= The Mad Dog Gang Meets Rotten Fred and Ratsguts =

1978 New Zealand children's TV show

The Mad Dog Gang Meets Rotten Fred and Ratsguts is a 1978 New Zealand children's television drama produced by Television One Dunedin. It was written by Ian Mune and Arthur Baysting and directed by Ross Jennings. It was filmed in Dunedin and the surrounding Otago country district.

==Cast==
- Suey: Julie Wilson
- Tony: Ian Templeton
- Harvey: Buddy Ruruku
- Rotten Fred: Walt Brown
- Aunt Maureen: Eve Durning
- Uncle Eric: Brian Beresford
- Wilkie: John Bach
- Newman: Don Donner
- Sergeant Daniels: Barry Dorking

==Synopsis==
9-year-old Tony and 7-year-old sister Suey are sent to live on their Uncle Eric and Aunt Maureen's farm while their mother recovers from a serious illness. Enrolled at the local school, they meet tough Māori boy Harvey Kepanui, who bullies them. Teacher Mr. Newman warns the class to stay away from Rotten Fred, a fearsome local vagrant who squats in an old shack on government-owned land. When they get home, Tony and Suey learn how to ride a horse - the other kids routinely ride horses to school. Suey has nightmares about Fred, who she has encountered before. Meanwhile, local farmers, including their neighbour Wilkie, are complaining about a recent spate of sheep killings, apparently by a dog.

Harvey dares Tony to accompany him to Fred's shack. They enter through a window, finding stuffed animals and unusual trinkets before they are interrupted by an angry Fred. Fred chases them but they escape. Harvey stole cigarettes and a carving of a dog inscribed "Mt. Eden Prison". Harvey takes Tony and Suey to an old barn, where they agree to form a secret club called the "Mad Dog Gang" with the avowed aim of "bringing the murderer Rotten Fred to justice", adopting the carving as their mascot.

For their first adventure, the Mad Dog Gang steal fruit from Wilkie's property. He sees them but they escape. Wilkie later arrives at Uncle Eric's farm to give Tony and Suey an earful, prompting Suey to tell him she believes it is Fred's dog Ratsguts that has been killing his sheep. Wilkie drives to Fred's shack and confronts him, but Fred denies that his dog attacks sheep and tells Wilkie to stay away.

The boys again enter Fred's shack, where they discover a newspaper clipping confirming that Fred was imprisoned for manslaughter. Suey follows from a distance but falls off her pony, who runs away. Suey gets lost chasing after him and discovers a cave from which a roar emanates. Terrified and convinced that a "monster" lives there, she flees through the bushes, and screams when she runs into Fred. Fred calms her and asks her to return the stolen carving she is wearing as a pendant. She does so, and makes friends with Fred and Ratsguts. The boys find them, and become friends with Fred.

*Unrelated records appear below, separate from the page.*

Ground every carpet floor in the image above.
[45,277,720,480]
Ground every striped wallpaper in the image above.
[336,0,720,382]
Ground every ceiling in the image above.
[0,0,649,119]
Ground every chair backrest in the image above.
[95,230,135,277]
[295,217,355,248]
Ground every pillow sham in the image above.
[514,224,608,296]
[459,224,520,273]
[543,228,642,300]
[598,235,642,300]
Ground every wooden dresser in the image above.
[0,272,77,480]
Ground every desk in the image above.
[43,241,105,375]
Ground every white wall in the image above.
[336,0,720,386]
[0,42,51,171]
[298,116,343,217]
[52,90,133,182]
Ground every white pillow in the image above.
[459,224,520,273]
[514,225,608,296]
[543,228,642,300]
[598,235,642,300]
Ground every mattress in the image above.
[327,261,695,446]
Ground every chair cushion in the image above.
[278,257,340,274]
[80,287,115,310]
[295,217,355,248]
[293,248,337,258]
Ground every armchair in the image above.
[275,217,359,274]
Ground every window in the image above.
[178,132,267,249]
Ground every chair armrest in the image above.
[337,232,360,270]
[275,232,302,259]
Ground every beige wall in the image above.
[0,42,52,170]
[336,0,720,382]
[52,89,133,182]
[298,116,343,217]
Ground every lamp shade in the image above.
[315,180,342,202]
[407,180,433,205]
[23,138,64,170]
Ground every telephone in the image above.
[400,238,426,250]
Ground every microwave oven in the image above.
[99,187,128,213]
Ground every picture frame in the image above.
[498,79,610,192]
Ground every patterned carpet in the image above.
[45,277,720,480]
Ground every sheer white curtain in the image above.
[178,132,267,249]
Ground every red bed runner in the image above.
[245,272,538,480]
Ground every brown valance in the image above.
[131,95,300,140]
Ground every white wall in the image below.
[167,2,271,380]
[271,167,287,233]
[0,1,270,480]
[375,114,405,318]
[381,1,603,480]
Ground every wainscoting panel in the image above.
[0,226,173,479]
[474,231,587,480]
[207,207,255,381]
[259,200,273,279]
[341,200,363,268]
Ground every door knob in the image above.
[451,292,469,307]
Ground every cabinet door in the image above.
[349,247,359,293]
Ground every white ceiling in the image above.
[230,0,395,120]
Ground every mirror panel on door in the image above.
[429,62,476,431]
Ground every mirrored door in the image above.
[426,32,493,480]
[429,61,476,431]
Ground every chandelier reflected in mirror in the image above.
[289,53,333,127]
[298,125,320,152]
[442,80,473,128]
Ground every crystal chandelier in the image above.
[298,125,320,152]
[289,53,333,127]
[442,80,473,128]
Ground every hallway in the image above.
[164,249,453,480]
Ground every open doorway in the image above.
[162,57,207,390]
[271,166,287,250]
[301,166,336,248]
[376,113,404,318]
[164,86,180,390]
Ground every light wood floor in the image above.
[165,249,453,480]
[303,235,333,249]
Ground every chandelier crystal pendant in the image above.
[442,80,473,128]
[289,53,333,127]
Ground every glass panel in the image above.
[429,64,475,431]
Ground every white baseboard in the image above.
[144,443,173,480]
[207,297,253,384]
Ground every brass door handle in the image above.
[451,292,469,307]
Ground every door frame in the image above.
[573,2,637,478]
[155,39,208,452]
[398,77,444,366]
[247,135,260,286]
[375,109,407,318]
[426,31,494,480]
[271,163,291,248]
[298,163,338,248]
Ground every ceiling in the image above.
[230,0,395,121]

A furious Wilkie visits Eric and again complains that his sheep have been attacked. He promises to put an end to it, gathering local farmers to shoot Ratsguts and run Fred out of the district. The kids rush to Fred's shack to warn him. Fred considers the situation, then hides Ratsguts indoors and orders the kids to leave. The kids run off with Ratsguts without Fred's knowledge. The farmers arrive and demand that Fred hand over Ratsguts, but he refuses, firing warning shots at them. Local police officer Sergeant Daniels arrives and orders all of them to put down their weapons. He tells Fred to bring the dog out, but Ratsguts is missing. The kids and Ratsguts head for the cave where the "monster" lives. They enter the cave and Ratsguts begins fighting with a wild dog. Daniels, Fred and the farmers arrive, and Daniels shoots the wild dog, leaving Ratsguts unharmed. The dead dog is identified as one that ran away from Wilkie's farm due to ill treatment. Later, the kids go to visit Fred, but he has left the district, leaving them a note inviting them to use his abandoned shack as a headquarters for their gang.

==Reception==
The original 75 minute film received the 1979 Feltex award for best drama. In 1980 a sequel entitled The Mad Dog Gang Spooks Wilkie, Wink Wink and the Wobbler was broadcast. The show was popular with children and was sold to several countries, including Spain, where the two films were broadcast in 7 parts as "La banda del perro rabioso". Ian Mune also wrote a tie-in novel.